30 de janeiro de 2019

Simultaneamente à modernização da infraestrutura, o governo de Paranaguá (no início do século XX) também buscou alterar alguns costumes da população – leia-se, da parte pobre dos parnanguaras, distantes dos padrões burgueses. Isso ocorreu em áreas variadas, por exemplo: futebol, carnaval, mulheres e os menores de idade; quatro objetos altamente visados pelos transformadores sociais.

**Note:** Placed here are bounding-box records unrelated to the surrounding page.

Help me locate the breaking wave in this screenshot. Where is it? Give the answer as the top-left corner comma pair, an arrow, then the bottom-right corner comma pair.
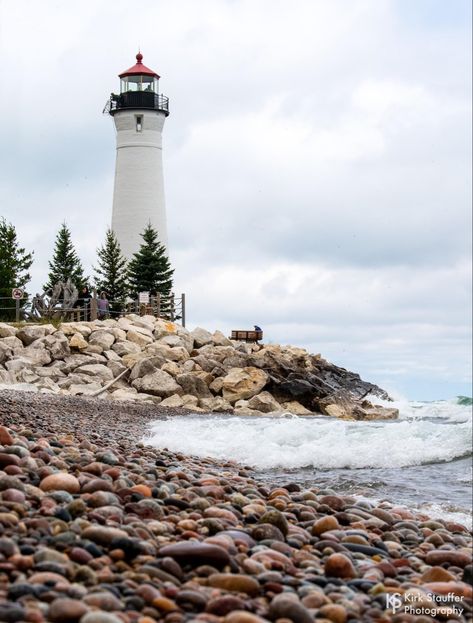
145,401 -> 472,470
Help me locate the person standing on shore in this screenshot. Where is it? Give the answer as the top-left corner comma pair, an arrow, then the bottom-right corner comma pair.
77,286 -> 91,321
97,292 -> 109,320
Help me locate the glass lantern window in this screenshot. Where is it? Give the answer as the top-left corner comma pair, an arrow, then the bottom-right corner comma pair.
120,74 -> 158,93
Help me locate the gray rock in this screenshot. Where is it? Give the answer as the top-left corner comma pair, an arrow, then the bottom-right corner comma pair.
16,324 -> 56,346
191,327 -> 212,348
112,342 -> 141,357
130,355 -> 165,381
132,370 -> 184,398
89,329 -> 115,350
0,322 -> 17,337
76,363 -> 113,382
176,372 -> 212,398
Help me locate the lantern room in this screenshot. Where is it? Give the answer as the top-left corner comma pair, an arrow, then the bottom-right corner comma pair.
104,52 -> 169,117
119,52 -> 159,94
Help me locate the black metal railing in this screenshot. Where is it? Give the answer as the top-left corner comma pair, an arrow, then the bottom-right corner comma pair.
103,91 -> 169,117
0,294 -> 186,327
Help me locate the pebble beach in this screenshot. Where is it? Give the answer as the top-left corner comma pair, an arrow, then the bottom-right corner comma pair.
0,391 -> 472,623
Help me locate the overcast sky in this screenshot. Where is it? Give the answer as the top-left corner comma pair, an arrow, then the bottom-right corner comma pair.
0,0 -> 471,399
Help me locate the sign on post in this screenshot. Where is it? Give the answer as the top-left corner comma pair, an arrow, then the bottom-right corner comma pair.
11,288 -> 25,322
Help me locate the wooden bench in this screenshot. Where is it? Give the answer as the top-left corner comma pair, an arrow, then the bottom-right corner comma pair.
230,330 -> 263,342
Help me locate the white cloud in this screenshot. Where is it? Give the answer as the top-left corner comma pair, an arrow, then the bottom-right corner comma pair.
0,0 -> 471,398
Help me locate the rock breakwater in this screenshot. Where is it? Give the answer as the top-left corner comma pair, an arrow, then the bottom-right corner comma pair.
0,315 -> 398,420
0,392 -> 472,623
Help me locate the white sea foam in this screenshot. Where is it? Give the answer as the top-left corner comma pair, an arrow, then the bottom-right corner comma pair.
145,402 -> 472,469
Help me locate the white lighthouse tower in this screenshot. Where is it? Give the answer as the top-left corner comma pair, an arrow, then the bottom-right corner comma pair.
104,53 -> 169,258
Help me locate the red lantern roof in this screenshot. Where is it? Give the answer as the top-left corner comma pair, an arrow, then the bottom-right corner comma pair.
118,52 -> 160,79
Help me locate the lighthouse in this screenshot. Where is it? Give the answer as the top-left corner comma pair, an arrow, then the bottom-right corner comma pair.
104,53 -> 169,259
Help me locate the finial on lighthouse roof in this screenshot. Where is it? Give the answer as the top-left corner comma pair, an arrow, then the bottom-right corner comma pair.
118,51 -> 160,79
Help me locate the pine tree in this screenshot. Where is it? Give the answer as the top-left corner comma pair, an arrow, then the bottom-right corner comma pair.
0,217 -> 33,320
44,223 -> 87,292
128,224 -> 174,298
94,229 -> 128,301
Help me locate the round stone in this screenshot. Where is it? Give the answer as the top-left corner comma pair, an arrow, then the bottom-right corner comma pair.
325,553 -> 357,579
48,598 -> 88,623
39,472 -> 80,493
312,515 -> 340,536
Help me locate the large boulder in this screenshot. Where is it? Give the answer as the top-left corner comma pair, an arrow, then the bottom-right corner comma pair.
112,342 -> 141,357
61,322 -> 92,337
132,370 -> 184,398
76,363 -> 114,383
0,342 -> 12,363
145,342 -> 189,361
222,366 -> 268,403
199,396 -> 232,413
0,335 -> 23,350
20,342 -> 52,366
16,324 -> 56,346
0,322 -> 17,337
130,355 -> 164,381
154,319 -> 179,340
62,353 -> 107,374
282,400 -> 313,415
40,331 -> 71,359
176,372 -> 212,398
191,327 -> 212,348
248,392 -> 282,413
89,329 -> 115,350
212,331 -> 235,349
69,333 -> 89,350
126,327 -> 154,348
318,394 -> 399,420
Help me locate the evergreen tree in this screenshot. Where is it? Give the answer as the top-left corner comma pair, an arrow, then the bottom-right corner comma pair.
128,224 -> 174,298
94,229 -> 128,301
44,223 -> 87,292
0,217 -> 33,320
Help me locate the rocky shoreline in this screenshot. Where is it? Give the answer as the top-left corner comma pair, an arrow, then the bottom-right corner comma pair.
0,391 -> 472,623
0,314 -> 398,420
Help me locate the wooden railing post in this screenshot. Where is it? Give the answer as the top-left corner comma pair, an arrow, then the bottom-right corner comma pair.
90,288 -> 98,320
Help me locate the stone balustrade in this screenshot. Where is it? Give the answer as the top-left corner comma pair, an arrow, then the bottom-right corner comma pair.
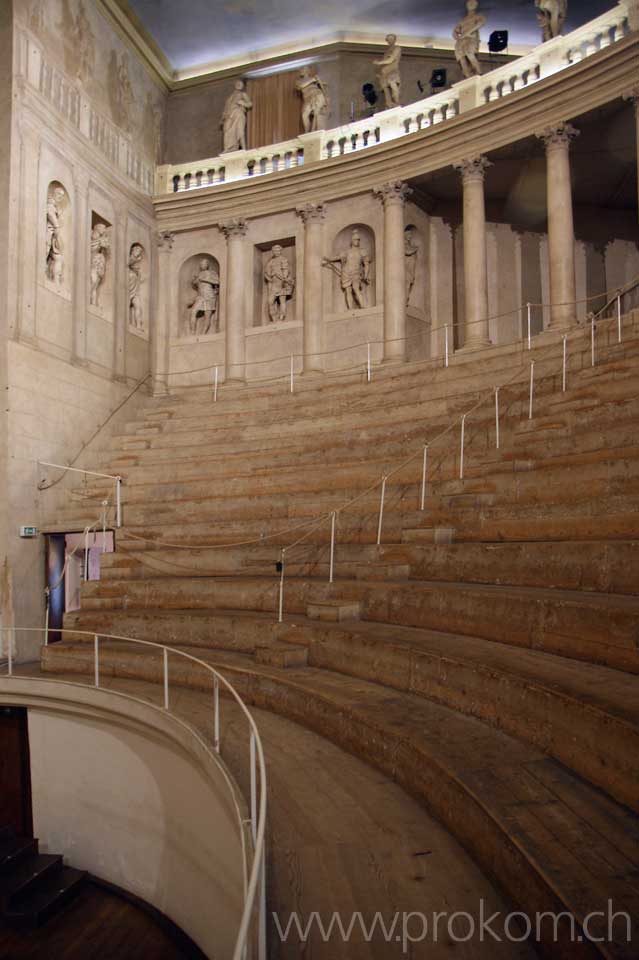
156,0 -> 639,194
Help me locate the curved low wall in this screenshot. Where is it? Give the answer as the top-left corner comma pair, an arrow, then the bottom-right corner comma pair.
0,678 -> 249,960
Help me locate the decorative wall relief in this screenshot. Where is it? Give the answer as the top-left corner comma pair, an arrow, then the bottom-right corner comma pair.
184,256 -> 220,336
89,213 -> 111,308
45,180 -> 69,290
322,224 -> 375,310
404,224 -> 419,306
264,243 -> 295,323
129,243 -> 146,332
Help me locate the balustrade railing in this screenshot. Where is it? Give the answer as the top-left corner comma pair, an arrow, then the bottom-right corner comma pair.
156,0 -> 639,193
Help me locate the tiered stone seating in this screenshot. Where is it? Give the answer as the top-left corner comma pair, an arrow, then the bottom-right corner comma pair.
42,313 -> 639,958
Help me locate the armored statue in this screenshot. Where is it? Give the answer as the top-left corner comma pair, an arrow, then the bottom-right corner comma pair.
373,33 -> 402,107
453,0 -> 486,77
535,0 -> 568,42
322,230 -> 371,310
46,185 -> 66,289
187,257 -> 220,336
89,223 -> 111,307
264,243 -> 295,323
222,80 -> 253,153
295,67 -> 330,133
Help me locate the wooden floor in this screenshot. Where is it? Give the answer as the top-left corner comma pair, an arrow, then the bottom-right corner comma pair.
0,883 -> 201,960
12,668 -> 535,960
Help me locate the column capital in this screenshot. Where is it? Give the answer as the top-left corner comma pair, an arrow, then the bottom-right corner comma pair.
156,230 -> 175,253
218,218 -> 248,240
453,153 -> 492,183
373,180 -> 413,205
536,120 -> 580,150
295,203 -> 326,225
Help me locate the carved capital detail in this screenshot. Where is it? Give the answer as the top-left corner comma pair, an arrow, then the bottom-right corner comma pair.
373,180 -> 413,204
295,203 -> 326,224
218,218 -> 248,240
537,122 -> 580,150
157,231 -> 175,253
453,153 -> 492,182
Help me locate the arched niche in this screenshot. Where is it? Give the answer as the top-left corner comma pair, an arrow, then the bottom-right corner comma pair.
178,253 -> 220,337
42,180 -> 73,296
128,241 -> 149,334
329,223 -> 377,313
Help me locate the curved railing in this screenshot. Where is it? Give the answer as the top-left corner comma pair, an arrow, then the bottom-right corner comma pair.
156,0 -> 639,194
0,627 -> 267,960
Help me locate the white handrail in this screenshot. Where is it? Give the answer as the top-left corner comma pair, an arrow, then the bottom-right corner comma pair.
0,627 -> 267,960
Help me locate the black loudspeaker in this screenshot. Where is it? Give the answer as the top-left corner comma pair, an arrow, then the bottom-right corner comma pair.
430,67 -> 447,90
488,30 -> 508,53
362,83 -> 377,107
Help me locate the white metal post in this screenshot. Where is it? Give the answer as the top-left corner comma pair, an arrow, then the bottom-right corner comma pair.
617,293 -> 621,343
115,477 -> 122,528
93,633 -> 100,687
419,443 -> 428,510
250,730 -> 257,843
528,360 -> 535,420
328,510 -> 335,583
213,677 -> 220,753
163,647 -> 169,710
377,477 -> 386,546
277,547 -> 284,623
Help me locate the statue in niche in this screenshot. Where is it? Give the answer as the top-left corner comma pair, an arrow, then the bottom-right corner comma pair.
295,67 -> 330,133
453,0 -> 486,77
46,184 -> 67,289
535,0 -> 568,42
89,223 -> 111,307
264,243 -> 295,323
187,257 -> 220,336
373,33 -> 402,108
404,230 -> 419,306
129,243 -> 144,330
222,80 -> 253,153
322,230 -> 371,310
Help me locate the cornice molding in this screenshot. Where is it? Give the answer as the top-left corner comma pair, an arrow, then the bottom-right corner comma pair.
153,33 -> 639,231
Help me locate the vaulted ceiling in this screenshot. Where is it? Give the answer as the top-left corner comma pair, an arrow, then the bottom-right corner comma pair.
124,0 -> 615,72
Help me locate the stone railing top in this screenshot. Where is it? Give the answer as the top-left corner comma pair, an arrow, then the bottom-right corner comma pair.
156,0 -> 639,194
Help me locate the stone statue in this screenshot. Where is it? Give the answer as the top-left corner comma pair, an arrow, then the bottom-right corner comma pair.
187,257 -> 220,336
295,67 -> 330,133
373,33 -> 402,107
404,230 -> 419,306
322,230 -> 371,310
264,243 -> 295,323
46,184 -> 67,289
535,0 -> 568,42
453,0 -> 486,77
129,243 -> 144,330
222,80 -> 253,153
89,223 -> 111,307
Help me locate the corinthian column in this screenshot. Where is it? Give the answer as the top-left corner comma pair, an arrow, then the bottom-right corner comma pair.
455,156 -> 491,350
218,220 -> 248,383
149,233 -> 174,397
297,203 -> 326,373
538,123 -> 579,330
373,180 -> 412,363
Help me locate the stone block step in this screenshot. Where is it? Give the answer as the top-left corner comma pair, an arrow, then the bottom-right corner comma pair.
43,645 -> 639,960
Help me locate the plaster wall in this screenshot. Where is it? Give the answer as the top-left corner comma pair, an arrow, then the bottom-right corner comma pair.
21,684 -> 244,957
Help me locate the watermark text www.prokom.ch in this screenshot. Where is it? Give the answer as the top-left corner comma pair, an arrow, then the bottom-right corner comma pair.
273,900 -> 632,954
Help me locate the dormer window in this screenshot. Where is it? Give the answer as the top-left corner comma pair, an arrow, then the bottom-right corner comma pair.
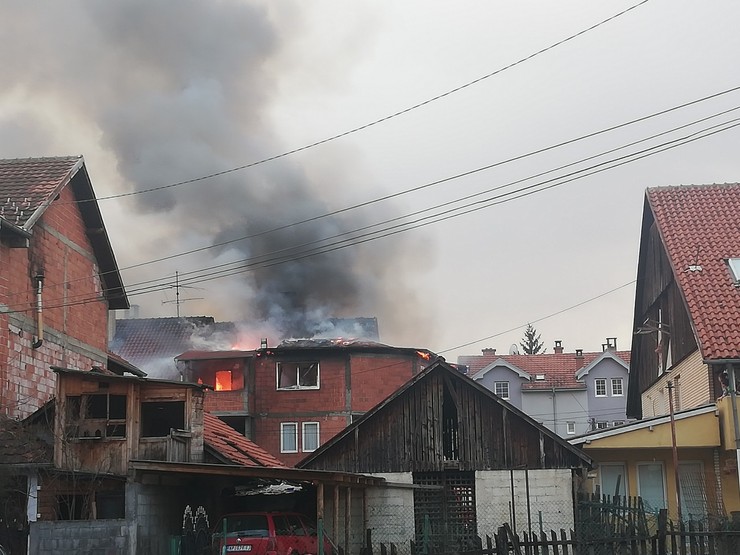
727,258 -> 740,287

A respeito do futebol, o esporte era visto como algo moderno, possibilitando melhorar a educação e a saúde das crianças, entretanto, apenas se acontecesse dentro dos clubes, pois o futebol de rua era marginalizado e tratado como prejudicial à formação cidadã. O carnaval de rua precisava mudar e atitudes antigas (até mesmo culturais) deveriam sumir, permitindo o surgimento de um carnaval mais civilizado e moderno. O Estado também tentou padronizar os comportamentos femininos, partindo do conceito burguês de feminilidade, baseado na beleza e passividade das mulheres: as parnanguaras deveriam ser ótimas filhas, excelente esposas e mães totalmente dedicadas – sem voz. Quanto aos meninos (os menores), a padronização agia de várias maneiras. Uma delas, como disse anteriormente, era pelo futebol, mas havia a questão do jogo, dos pequenos furtos, das pichações e da educação formal, entre outras.

Neste processo de tentativa de padronização social, o jornal local e as autoridades municipais trabalhavam em sincronia: o primeiro denunciava os desviantes das normas e o segundo agia diretamente sobre os indivíduos. O jornal cobrava ações do governo e da polícia, mas também elogiava as intervenções sobre os parnanguaras considerados rudes e atrasados. Diferente de outras cidades, não houve a criação de um cordão geográfico em Paranaguá, dividindo os ricos e os pobres em áreas urbanas diferentes, todavia, a população mais carente foi o principal alvo da normatização modernista – pouco importava o contexto miserável no qual sobreviviam.